Strength Training for Older Women: Its never too l
Strength training has a variety of benefits for individuals belonging to all age groups. It is the use of resistance opposed to muscular contraction and plays a vital role in developing strength, endurance and flexibility. There are various types of strength training exercises that use the force of muscles against other forces such as free weights, weight machines, resistance bands etc. to develop muscle strength and endurance.

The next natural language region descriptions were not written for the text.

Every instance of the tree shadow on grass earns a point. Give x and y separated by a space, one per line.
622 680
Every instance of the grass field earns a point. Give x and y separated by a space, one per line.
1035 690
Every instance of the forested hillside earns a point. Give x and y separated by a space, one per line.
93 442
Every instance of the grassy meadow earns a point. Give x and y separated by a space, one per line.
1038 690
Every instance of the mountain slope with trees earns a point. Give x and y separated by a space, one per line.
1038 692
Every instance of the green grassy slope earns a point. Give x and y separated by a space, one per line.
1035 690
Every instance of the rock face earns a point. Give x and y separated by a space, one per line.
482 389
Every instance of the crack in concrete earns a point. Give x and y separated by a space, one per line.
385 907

Strength Training for Older Women is a specialized branch of strength training that aims as improving the overall health and longevity. Most strength training exercises use the force of muscular contraction against resistance and elastic or hydraulic forces. It is a combination of various exercises belonging to the field of weight training, resistance, flexibility training and isometric exercises. Strength training sessions performed for 2 to 3 times a week for 20 minutes go a long way in benefiting older women.
As the body, ages, it becomes more susceptible to injury and weakness.

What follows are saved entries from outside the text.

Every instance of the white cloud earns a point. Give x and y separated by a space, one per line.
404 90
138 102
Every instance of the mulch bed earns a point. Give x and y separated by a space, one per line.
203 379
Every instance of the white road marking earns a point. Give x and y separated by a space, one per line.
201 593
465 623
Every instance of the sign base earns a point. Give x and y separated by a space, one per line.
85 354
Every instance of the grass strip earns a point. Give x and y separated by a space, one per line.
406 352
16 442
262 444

Strength Training for Older Women strengthens the muscles and bones, improves overall strength and helps them to perform day to day chores effortlessly. It is one of the best segments of exercise, as it focuses on the all-round development of the body rather than just focusing on a specific area. Strength training can be great fun if done properly and by applying the right techniques.
Before performing any strength training exercises, it is essential for you to take expert guidance from a certified trainer in order to acquire adequate information on the benefits, side effects and technicalities of the training program. Your trainer is the best person to demonstrate the various exercises and assist you in performing them smoothly. A lot of emphasis is laid on the application of the right technique as one wrong move can result in an injury. It is advisable for you to go in for a customized training program in order to avail maximum benefits. A tailor-made program will cater to the specific needs of your body and train you to achieve optimum gains.

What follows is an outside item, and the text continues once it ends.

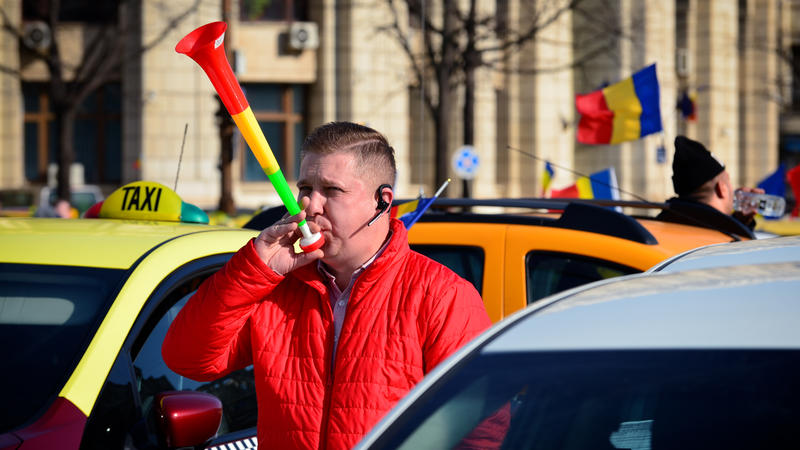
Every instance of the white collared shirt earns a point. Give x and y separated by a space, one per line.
339 298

Benefits of Strength Training for Older Women:
There are a number of benefits of strength training. These include:
Strength training enhances the body’s metabolism and supplied you with energy to perform various activities.
It provides relief to women suffering from osteoporosis, osteoarthritis, joint pain and lower back pain.
It helps maintain a well toned body.
It increases muscle mass, thereby accelerating the process of burning calories leading to weight loss.
It increases muscle fiber and burns muscle fat.
It increases bone density and maintains the health of the connective tissue (ligaments, tendons, cartilage).
It increases the strength of the muscles and develops endurance.
It increases the body’s flexibility.
It boosts self confidence and self esteem.
It increases the body’s resistance to injury and also aids in the process of recovery from injury.
It improves overall health and promotes longevity.
Tips for Successful Strength Training:
Warm up: It is essential for you to conduct a mild warm up routine prior to performing any strength exercises. This gets the blood flowing to all parts of the body and increases the oxygen utilization in the body. 5 to 7 minutes of warm up exercises should be performed for maximum benefit. These include aerobics, a mild cardiovascular workout, skipping, jogging, etc, This should be followed by a stretching routine to reduce the risk of injury.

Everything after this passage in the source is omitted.